For one leading multinational technology company, this was the precise situation which needed to be addressed. The business had discovered that its speech recognition system, originally trained with adult speech data, had not taken into account all of the differences in how children speak, making it ineffective for use in applications designed for children.
Children typically speak with higher-pitch frequencies, and greater temporal and spectral variability – irregularities, hesitations, and mispronunciations (for example “uh,” “um,” and “fwoggy” instead of “froggy”).
The company addressed the shortfall by building a new automatic speech recognition (ASR) system for North American English, designed from the ground up to specifically cater for children’s applications.
The tech firm approached us for help with the product based on our global industry reputation for expertise in languages, transcription and speech recognition systems. The client team asked first for guidance on the new project, and then for help with collecting and transcribing the ideal range of children’s speech data across a range of demographics. The ASR’s primary purpose was for use with educational technology applications. We provided help and guidance via its team of highly skilled linguists, which developed scripts for the target education-related speech needs. This included an appropriate range of numbers, key words, short phrases, and short educational sentences.
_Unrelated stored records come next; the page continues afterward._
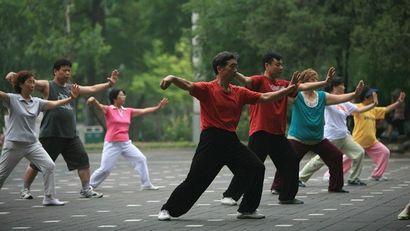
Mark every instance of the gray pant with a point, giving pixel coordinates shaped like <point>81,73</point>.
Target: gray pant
<point>13,152</point>
<point>349,147</point>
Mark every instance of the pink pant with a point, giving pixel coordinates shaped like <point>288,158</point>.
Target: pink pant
<point>379,154</point>
<point>380,157</point>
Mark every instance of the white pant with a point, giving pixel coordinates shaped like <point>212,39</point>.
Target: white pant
<point>111,152</point>
<point>13,152</point>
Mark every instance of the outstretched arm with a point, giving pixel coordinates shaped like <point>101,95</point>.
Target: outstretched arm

In its entirety, the project scope covered:
- Recruiting and working with 400 child speakers
- Targeting a cross section of required demographics: 50% Caucasian, 40% African American, 10% Latino
- Data collection and transcription
- Engaging native speakers of US English with a range of regional dialects including: Northeast, Midwest, South, and West
Working with us allowed the multinational technology company to meet its objectives for an ASR that specifically caters to children’s speech— within its desired time frame and on budget.
We successfully managed the collection and transcription of 105 hours of audio—totalling 60,000 utterances—which helped the client design, build and deliver the ASR it needed to take to market.
The company has since been able to take the acoustic models built into its new ASR and apply it to a range of North American English edutainment platforms and apps specifically designed for children.
One of our key recommendations for this project was regarding which age groups to focus on. The client had originally identified that data collection should focus on 4-to-9-year olds to best meet its needs in the edutainment space. However, our linguists recommended that focusing on two age groups—4-to-7 and 8-to-14-year-olds—along with other demographic requirements, would ensure optimal coverage, which proved to be the case.
We were also able to recruit a large number of participants for the project on relatively short notice. We brought on board an accompanying “family and friends” network including schools and church groups to help recruit interested parents who were happy to consent to their child’s participation in the project. This meant that parents were comfortable with our respectful and communicative process of recruiting minors for data collection purposes, helping the project to achieve a more successful and seamless end result.
Lastly, we demonstrated its experience in working with children for transcription purposes, which helped ensure an easier outcome within the desired time frame. Recording children, especially 4-to-9-year-olds, can be a tricky prospect. By deploying supervisors used to working with children, utilizing images in conjunction with text, and keeping recording sessions short but productive, we ensured a successful delivery for its global tech client.